In 1996, Iplikci won first place at the Yaşar Nabi Nayır Youth Awards [tr]. In 1997 she won third place at the Haldun Taner Öykü Ödülü Awards [tr]. Some of her short stories have been translated into English, including, Kafdağı which was translated by Nilgün Dungan in 2014.

Alongside writing Iplikci has encouraged reading habits among women in Türkiye's rural neighbourhoods by participating in events organised by the Nilüfer and Konak Municipalities, reading excerpts from her books. She also leads workshops for young journalists, was a member of the Writers in Prison Committee (WIPC) of the Turkish PEN Centre for three years and is chair of the Turkish Women Writers Committee.

Iplikci founded Açık Radyo, which was shut down in 2024 six months after a guest spoke on air about the Armenian genocide. She also produced Sabun Köpüğü and Ömer Madra and presents Zeytin Dalı with Nazan Haydari.

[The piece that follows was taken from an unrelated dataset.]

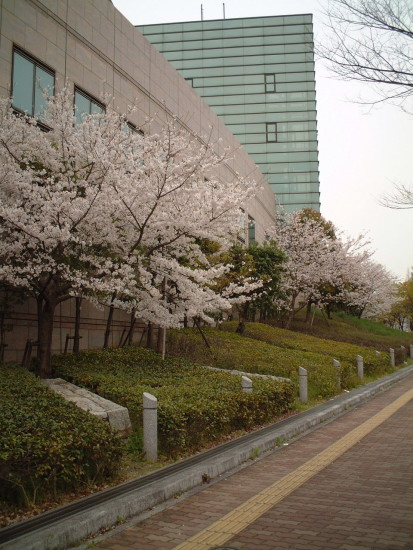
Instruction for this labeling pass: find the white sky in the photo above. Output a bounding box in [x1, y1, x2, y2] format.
[113, 0, 413, 280]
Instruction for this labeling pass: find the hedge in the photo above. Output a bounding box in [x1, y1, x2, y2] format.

Iplikci was named a BBC 100 Woman in 2014.

== Selected works ==

- Perende (1998)
- Columbus'un Kadınları (2000)
- Arkası Yarın (2001)
- Transit Yolcular (2002)
- Kül ve Yel (2003)
- Cemre (2006)

- Kafdağı (2008, about Mount Qaf)
- Yalancı Şahit (2010, Iplikci's first young adult novel)
- Koşayolu, Dünyalar Kadar (2010)
- Yıkık Kentli Kadınlar (2011)
- Acayip Bir Deniz Yolculuğu (2012)
- Saklambaç (2013)
- Kömür Karası Çocuk (2014)
- Dondurmam Tılsım (2016)
- Sil Baştan (2019)
- Kalpten Seven İnsanlar (2020)
- Ah Be Melek (2023, short stories collected edited by Aslı Güneş)

Her short stories have also been included in Istanbul Noir (2008) and the Book of Istanbul: A City in Short Fiction (2015).

== Awards ==

- 1996, Yaşar Nabi Nayır Youth Award
- 1997, Haldun Taner Award, Third Place
- 2010, ÇGYD Children and Youth Publications Association Jury Special Award

== Personal life ==
Iplikci is married to Ruşen Çakır and they have a son.